Cloverdale's Sue Riley says the secret to happiness is to help others

How many times have you walked down the street, and someone smiled at you and you smiled back? How did it make you feel? Good, I’ll bet, and you probably smiled at the next person you met, and they smiled at someone else. They volunteered to brighten your day, and you, the next person you met. That is what volunteering is all about, giving from the heart. We can give in so many ways.

Did you know that visiting a sick friend, or calling someone to say hello or giving a honest compliment is an act of volunteering? So many people have no idea how a life is touched by these simple actions.

I never thought about it, but when I helped my dad around the house instead of going out to play, that, my friend, was volunteering. Whenever I did something for someone other than myself. That was volunteering. How many times have you volunteered in your life time without knowing it?

I got my sense of volunteerism from a service group called the Knights of Columbus. They came every year and sang Christmas carols, which we always sang with them.

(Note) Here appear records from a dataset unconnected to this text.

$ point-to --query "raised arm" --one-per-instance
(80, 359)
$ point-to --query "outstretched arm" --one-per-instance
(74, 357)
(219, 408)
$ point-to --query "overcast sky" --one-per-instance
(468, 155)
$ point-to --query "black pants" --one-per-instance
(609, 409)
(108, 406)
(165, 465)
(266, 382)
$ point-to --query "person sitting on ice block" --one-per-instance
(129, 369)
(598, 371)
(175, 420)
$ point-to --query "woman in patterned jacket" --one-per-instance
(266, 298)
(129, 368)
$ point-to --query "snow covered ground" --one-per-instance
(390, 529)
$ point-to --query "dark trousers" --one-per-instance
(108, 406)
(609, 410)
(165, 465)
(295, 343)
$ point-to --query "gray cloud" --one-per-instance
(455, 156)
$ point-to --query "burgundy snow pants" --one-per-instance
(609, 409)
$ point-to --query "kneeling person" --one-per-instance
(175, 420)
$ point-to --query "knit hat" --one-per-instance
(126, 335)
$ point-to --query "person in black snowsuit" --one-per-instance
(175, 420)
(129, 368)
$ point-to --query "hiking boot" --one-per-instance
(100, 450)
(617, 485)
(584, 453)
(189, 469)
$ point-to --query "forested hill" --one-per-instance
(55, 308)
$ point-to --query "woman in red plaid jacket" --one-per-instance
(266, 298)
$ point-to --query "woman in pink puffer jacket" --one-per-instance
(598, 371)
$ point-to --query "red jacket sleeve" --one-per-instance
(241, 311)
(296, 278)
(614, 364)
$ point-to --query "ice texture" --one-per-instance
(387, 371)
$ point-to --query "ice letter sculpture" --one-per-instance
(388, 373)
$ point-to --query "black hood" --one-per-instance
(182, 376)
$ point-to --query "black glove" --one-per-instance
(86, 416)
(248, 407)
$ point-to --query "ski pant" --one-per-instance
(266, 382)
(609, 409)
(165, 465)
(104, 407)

It really lifted our spirits. They gave us a Christmas Hamper with a turkey. Without it we would not have been able to enjoy the Christmas dinner that we were so thankful for. I can honestly say that touched my heart and my life.

As a young girl, I volunteered as a Candy Striper. Twice a week after school, I would take the bus down to the hospital and entertain the children in the pediatric wards. I read stories, sang songs, played games. I think I had more fun than they did. It helped them forget where they were and why they were there. Some days I would go to the geriatric wards and spend time listening to the patients’ stories, or telling them mine.  I comforted them and they comforted me. It was a win-win situation.

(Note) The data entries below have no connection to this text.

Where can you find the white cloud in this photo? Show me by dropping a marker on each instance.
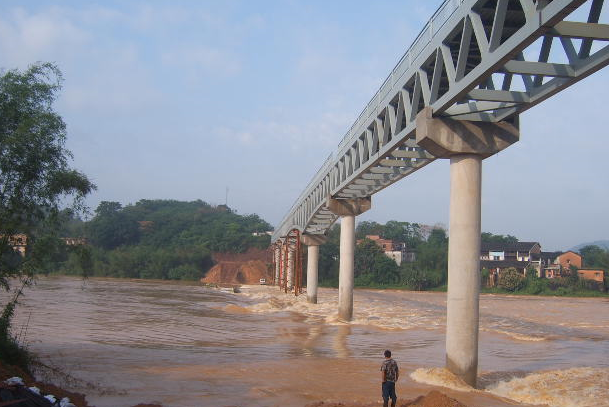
(196, 58)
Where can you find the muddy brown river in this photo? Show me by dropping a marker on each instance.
(123, 342)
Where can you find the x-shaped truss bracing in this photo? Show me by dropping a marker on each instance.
(478, 60)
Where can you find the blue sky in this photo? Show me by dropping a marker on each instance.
(181, 99)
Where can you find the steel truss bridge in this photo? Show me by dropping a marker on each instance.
(475, 60)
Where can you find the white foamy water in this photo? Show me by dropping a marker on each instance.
(575, 387)
(183, 345)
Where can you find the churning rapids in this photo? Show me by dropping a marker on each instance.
(124, 342)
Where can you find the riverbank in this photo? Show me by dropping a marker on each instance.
(184, 345)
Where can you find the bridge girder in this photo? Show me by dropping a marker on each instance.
(462, 65)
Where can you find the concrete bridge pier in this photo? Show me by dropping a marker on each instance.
(466, 144)
(313, 242)
(347, 209)
(277, 254)
(290, 266)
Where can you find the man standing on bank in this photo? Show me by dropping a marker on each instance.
(390, 374)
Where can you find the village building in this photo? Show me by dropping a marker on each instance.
(18, 242)
(397, 251)
(526, 256)
(591, 274)
(497, 257)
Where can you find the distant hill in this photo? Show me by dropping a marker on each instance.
(600, 243)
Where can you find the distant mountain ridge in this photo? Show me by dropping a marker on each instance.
(600, 243)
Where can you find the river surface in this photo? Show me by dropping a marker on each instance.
(123, 342)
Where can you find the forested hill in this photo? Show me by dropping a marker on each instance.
(158, 239)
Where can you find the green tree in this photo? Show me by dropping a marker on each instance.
(111, 227)
(35, 179)
(366, 254)
(595, 256)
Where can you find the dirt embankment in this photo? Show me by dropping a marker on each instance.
(239, 268)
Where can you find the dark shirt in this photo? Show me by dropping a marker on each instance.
(390, 367)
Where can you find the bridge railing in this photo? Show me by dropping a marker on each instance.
(322, 172)
(437, 21)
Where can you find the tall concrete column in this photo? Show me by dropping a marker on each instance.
(466, 143)
(283, 265)
(347, 209)
(312, 242)
(277, 254)
(312, 268)
(290, 268)
(345, 268)
(464, 266)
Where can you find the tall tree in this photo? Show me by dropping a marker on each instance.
(35, 178)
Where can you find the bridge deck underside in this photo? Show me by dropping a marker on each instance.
(479, 60)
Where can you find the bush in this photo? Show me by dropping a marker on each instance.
(511, 280)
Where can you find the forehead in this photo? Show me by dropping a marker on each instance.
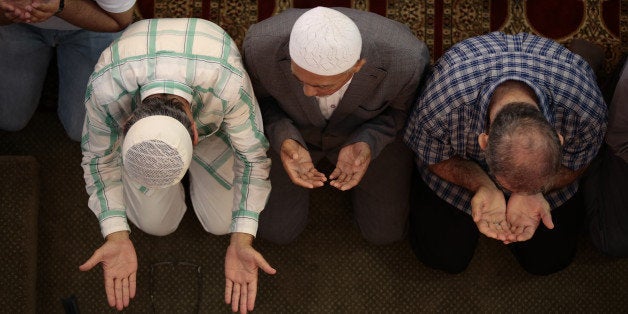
(314, 79)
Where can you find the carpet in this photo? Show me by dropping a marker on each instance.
(440, 23)
(329, 269)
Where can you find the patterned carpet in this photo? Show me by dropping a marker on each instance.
(440, 23)
(329, 269)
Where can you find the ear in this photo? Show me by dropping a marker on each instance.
(358, 65)
(483, 140)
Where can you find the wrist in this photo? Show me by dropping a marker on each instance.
(61, 6)
(118, 235)
(239, 238)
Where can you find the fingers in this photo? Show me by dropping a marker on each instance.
(243, 299)
(251, 295)
(117, 285)
(228, 291)
(120, 291)
(235, 297)
(132, 285)
(110, 291)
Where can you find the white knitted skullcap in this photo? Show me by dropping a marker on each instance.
(325, 42)
(157, 151)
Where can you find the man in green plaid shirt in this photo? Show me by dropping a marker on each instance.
(190, 67)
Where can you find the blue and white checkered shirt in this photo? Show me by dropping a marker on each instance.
(451, 114)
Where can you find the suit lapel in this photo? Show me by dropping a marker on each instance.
(360, 89)
(308, 105)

I carried on volunteering even when my life got busier.

I still volunteered at the hospitals. I made coffee and consoled all those in the waiting room anxiously pacing waiting to find out their diagnosis, or one of their loved ones. I did the information desk, fielding inquiries and directing calls. I visited care homes. Sometimes they would remember me when I came again to visit, sometimes they wouldn’t. Just being there was what it was all about.

I still volunteer today. It is and always will be a part of my life. When you give, you get back. If nice guys finish last, then please put me at the end of the line.

Give and you shall receive. No truer words were spoken.